Was it Skyscraper, about the construction of Worldwide Plaza? It's a fun documentary in any case. Though I imagine construction in New York involves fewer mobsters and more computers now
posted by ddbeck at 1:44 PM on July 29, 2018 [1 favorite]


Previously.
posted by Cuke at 2:29 PM on July 29, 2018


ddbeck, looks familiar so maybe part of the same series?
posted by Martha My Dear Prudence at 4:40 PM on July 29, 2018


I have a hazy memory of my Dad telling me about a science fiction short story that mentioned the Mohawks who walked high steel...
posted by Qex Rodriguez at 5:25 PM on July 29, 2018


IIRC, Edward James Olmos played a Mohawk Iron Walker (and possible were-eagle) in the film adaptation of Wolfen.
posted by KingEdRa at 5:18 AM on July 30, 2018


Hah, I was going to mention Wolfen. I didn't think that anyone else remembered that movie.
posted by octothorpe at 5:24 AM on July 30, 2018


In the Previously that Cuke links to is a link I think should be highlighted here - the National Film Board of Canada's short documentary on the subject entitled High Steel by the late great Don Owen. There also Alanis Obomsawin's SpudWrench which is a bit longer and brings in some of the politics of the time in was shot (late 90s).
posted by Ashwagandha at 8:47 AM on July 30, 2018 [2 favorites]
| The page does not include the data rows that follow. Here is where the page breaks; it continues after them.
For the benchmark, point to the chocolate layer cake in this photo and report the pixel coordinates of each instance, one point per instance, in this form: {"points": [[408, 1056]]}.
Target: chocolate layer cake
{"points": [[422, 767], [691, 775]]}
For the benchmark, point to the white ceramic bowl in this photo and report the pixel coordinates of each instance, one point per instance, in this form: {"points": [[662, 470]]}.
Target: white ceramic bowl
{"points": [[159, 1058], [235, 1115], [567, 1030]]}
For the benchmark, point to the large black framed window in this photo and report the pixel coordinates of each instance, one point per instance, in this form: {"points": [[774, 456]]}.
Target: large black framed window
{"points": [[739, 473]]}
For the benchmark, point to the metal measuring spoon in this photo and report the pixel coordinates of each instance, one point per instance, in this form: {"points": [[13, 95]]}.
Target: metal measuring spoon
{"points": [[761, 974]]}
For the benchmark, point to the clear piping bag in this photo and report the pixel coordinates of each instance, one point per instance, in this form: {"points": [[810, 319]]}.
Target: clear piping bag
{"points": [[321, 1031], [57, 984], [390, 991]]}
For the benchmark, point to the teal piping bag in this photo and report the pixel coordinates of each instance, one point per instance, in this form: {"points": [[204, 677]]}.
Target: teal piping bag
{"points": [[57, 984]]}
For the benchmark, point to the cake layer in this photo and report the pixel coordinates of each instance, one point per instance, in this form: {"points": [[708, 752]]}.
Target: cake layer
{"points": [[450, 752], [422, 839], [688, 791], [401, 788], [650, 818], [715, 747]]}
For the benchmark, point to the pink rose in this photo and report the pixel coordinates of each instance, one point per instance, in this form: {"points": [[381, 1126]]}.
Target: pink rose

Now that it's on the blue, I get to ask a question about this that I've wanted to know since I learned of it a while ago.
Are there other fields/industries/etc similarly dominated by First Nations & Native Americans?
Like, 'half the barbers in Northern Michigan are Ojibwe', or 'if you want a really good large-animal veterinarian, find a Sioux', or ' if you want to break into the gumball machine business, you better learn Nahuatl first'?
posted by bartleby at 3:53 PM on July 30, 2018


Came in here to mention On High Steel and Wolfen and you guys didn't let me down.

On High Steel is my go-to reference when refuting 9/11 conspiracy theories on inside-job/super thermite/contrail tanks bringing the towers down.
posted by Molesome at 7:56 AM on July 31, 2018


Sorry that I just noticed this but apparently the tag input for fpp's doesn't recognize some of the letters in "Kanien'kehá:ka" which is the preferred tribal name.